Idaho and Montana State are collegiate programs with distinct styles; matchups between them often feature contrasts in tempo, quarterback play, and defensive approaches. Historical rivalry context, recent form, and roster changes heading into the matchup all shape expectations for how the first half might unfold.
Market prices reflect the collective, real-time judgment of participants about which first-half outcome is most likely, and they update as new information arrives (injuries, starting lineups, weather, etc.). Treat them as a dynamic consensus signal—not a guarantee—and factor in your own research on situational details.
This market typically offers three mutually exclusive outcomes: Idaho leads at halftime, Montana State leads at halftime, or the score is tied at halftime. The outcome is determined by the official halftime score.
Close time is listed as TBD for this market. In practice, first-half markets close before the first half officially begins or at a platform-specified cutoff; check the KALSHI platform for the confirmed close time prior to the game.

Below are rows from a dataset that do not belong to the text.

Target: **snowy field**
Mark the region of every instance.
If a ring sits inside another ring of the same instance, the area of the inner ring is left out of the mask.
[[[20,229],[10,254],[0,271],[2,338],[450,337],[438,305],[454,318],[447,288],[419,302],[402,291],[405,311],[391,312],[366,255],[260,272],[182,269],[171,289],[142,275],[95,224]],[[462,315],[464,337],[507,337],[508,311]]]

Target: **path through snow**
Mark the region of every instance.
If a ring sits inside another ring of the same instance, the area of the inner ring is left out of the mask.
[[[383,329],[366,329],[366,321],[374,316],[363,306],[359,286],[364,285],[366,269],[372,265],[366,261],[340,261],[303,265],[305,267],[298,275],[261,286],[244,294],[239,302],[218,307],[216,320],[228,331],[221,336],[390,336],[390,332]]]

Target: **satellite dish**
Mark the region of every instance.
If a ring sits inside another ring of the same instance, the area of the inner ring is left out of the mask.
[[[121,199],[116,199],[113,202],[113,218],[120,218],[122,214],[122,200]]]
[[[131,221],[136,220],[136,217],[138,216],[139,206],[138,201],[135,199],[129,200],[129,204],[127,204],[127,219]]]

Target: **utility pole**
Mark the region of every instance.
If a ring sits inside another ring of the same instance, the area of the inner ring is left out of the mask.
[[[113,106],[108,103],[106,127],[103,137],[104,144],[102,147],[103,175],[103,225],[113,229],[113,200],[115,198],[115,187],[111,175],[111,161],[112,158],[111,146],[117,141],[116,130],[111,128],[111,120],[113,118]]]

A late scratch to a starting QB is high-impact for first-half markets because it directly changes expected scoring and game tempo; markets typically react quickly when such news is announced, so monitor official injury reports and lineup confirmations around kickoff.
If the official halftime score is a tie, the market resolves to the 'tie at halftime' outcome. Subsequent overtime or second-half scoring does not affect the halftime resolution.
Look at recent games for patterns such as which team tends to start fast or slow, turnover frequency in the opening quarters, and head-to-head first-half scoring trends. Use those patterns alongside current-season form, injuries, and matchup specifics rather than relying on any single past game.